La Préfecture de police a elle reconduit pour jeudi le dispositif de la circulation différenciée en Ile-de-France. Au-delà de cette mesure d’urgence, certains élus demandent eux une réflexion plus globale sur la gestion de la pollution et la lutte contre le changement climatique.

"La véritable solution pérenne passe par l'aménagement durable des territoires. Il faut faire venir les entreprises dans les zones qui en sont dépourvues, notamment en Seine-et-Marne pour éviter aux habitants de faire de longs trajets, écrit ainsi dans un communiqué Patrick Septiers, Président du Département de Seine-et-Marne. Il demande aux pouvoirs publics "un Grenelle de l'aménagement des territoires", rappelant que "l'Île-de-France souffre en effet d'un déséquilibre entre l'Ouest où sont implantées les entreprises et l'Est où les gens se logent".

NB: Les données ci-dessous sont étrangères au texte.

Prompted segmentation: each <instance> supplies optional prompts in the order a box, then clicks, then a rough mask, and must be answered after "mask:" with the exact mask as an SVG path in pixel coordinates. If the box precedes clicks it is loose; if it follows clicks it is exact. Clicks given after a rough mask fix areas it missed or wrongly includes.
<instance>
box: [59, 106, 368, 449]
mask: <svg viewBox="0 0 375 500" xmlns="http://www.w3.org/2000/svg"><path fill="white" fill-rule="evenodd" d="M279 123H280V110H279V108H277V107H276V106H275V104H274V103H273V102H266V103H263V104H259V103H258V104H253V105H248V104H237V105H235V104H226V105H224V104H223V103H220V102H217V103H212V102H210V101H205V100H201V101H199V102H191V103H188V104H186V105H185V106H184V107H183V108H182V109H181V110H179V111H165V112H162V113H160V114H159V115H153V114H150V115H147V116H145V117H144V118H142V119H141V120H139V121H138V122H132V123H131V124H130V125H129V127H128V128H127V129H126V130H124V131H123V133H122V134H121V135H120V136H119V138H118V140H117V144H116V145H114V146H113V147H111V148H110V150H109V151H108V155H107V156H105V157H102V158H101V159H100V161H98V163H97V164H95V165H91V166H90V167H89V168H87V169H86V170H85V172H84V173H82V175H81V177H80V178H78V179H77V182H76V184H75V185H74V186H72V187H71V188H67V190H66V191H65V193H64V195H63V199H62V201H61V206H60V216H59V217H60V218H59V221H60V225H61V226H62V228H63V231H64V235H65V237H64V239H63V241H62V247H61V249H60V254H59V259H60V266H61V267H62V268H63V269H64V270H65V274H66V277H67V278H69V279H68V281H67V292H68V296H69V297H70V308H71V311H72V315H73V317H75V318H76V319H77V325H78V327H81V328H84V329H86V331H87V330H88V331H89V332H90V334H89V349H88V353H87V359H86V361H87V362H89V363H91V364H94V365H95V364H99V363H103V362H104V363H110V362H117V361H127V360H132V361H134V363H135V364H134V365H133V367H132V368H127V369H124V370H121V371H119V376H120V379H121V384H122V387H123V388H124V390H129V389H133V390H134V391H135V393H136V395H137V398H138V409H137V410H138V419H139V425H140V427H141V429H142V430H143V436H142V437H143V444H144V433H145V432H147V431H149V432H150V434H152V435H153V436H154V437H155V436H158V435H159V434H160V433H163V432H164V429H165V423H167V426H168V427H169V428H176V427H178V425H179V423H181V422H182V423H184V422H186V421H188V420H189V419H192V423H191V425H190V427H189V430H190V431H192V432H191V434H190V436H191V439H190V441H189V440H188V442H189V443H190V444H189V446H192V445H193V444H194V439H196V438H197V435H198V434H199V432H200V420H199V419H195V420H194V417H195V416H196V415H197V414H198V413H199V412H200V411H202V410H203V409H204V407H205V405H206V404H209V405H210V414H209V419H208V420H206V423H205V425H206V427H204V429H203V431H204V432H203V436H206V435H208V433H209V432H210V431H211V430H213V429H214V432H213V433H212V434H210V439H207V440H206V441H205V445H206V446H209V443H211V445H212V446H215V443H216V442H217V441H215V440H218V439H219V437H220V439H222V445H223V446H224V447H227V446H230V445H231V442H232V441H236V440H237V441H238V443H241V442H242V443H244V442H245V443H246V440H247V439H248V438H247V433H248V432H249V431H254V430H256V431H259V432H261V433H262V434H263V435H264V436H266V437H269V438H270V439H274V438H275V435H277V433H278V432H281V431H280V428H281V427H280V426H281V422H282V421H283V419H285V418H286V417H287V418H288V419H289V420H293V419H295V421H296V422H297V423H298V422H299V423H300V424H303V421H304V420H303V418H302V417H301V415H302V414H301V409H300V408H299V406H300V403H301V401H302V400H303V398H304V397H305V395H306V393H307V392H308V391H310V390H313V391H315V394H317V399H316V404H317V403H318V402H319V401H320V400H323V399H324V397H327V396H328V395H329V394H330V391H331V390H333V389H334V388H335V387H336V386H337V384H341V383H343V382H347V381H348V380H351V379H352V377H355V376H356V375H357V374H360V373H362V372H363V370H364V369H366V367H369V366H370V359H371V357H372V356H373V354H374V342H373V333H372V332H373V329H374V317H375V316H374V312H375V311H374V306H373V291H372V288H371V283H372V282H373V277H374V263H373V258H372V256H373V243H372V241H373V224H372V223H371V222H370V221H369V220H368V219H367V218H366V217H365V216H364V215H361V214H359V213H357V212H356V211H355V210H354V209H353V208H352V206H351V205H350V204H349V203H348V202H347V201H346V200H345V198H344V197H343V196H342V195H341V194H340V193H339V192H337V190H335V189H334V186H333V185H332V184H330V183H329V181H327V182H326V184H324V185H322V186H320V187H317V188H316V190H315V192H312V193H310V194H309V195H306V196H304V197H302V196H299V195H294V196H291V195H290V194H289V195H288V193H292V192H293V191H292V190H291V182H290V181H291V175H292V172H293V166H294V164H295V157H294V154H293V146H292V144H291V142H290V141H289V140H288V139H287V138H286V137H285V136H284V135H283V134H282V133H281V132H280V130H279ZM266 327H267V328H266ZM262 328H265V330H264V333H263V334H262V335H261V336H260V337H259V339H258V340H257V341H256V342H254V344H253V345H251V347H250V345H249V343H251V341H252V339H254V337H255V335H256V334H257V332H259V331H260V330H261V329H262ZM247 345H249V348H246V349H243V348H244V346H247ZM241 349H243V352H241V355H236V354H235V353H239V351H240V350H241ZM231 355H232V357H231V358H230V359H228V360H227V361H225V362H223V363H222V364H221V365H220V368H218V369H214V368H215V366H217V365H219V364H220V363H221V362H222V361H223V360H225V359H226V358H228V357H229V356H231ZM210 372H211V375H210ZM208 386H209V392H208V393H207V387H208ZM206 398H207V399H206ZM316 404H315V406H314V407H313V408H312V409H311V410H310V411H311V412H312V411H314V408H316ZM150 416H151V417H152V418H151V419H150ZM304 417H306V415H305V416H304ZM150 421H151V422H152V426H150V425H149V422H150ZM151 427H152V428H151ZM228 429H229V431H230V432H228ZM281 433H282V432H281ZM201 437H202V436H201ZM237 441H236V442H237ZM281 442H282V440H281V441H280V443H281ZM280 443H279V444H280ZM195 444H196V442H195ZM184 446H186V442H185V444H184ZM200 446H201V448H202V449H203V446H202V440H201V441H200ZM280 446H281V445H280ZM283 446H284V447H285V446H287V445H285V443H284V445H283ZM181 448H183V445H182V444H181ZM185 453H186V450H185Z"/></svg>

"Il faut de la citoyenneté, de la solidarité et c’est inquiétant quand on réfléchit à tout ce qu’on doit faire pour la transition écologique. Or, les autorités s’y sont très mal pris, comme pour la taxe carbone il y a 6 mois, résume notre consultant environnement Jean-Louis Caffier. Si on veut que les changements soient acceptés, il faut des alternatives, de l’anticipation, des explications, et encore des explications pour entraîner tout le monde dans le mouvement. Là on a pris une autre méthode et c’est embêtant".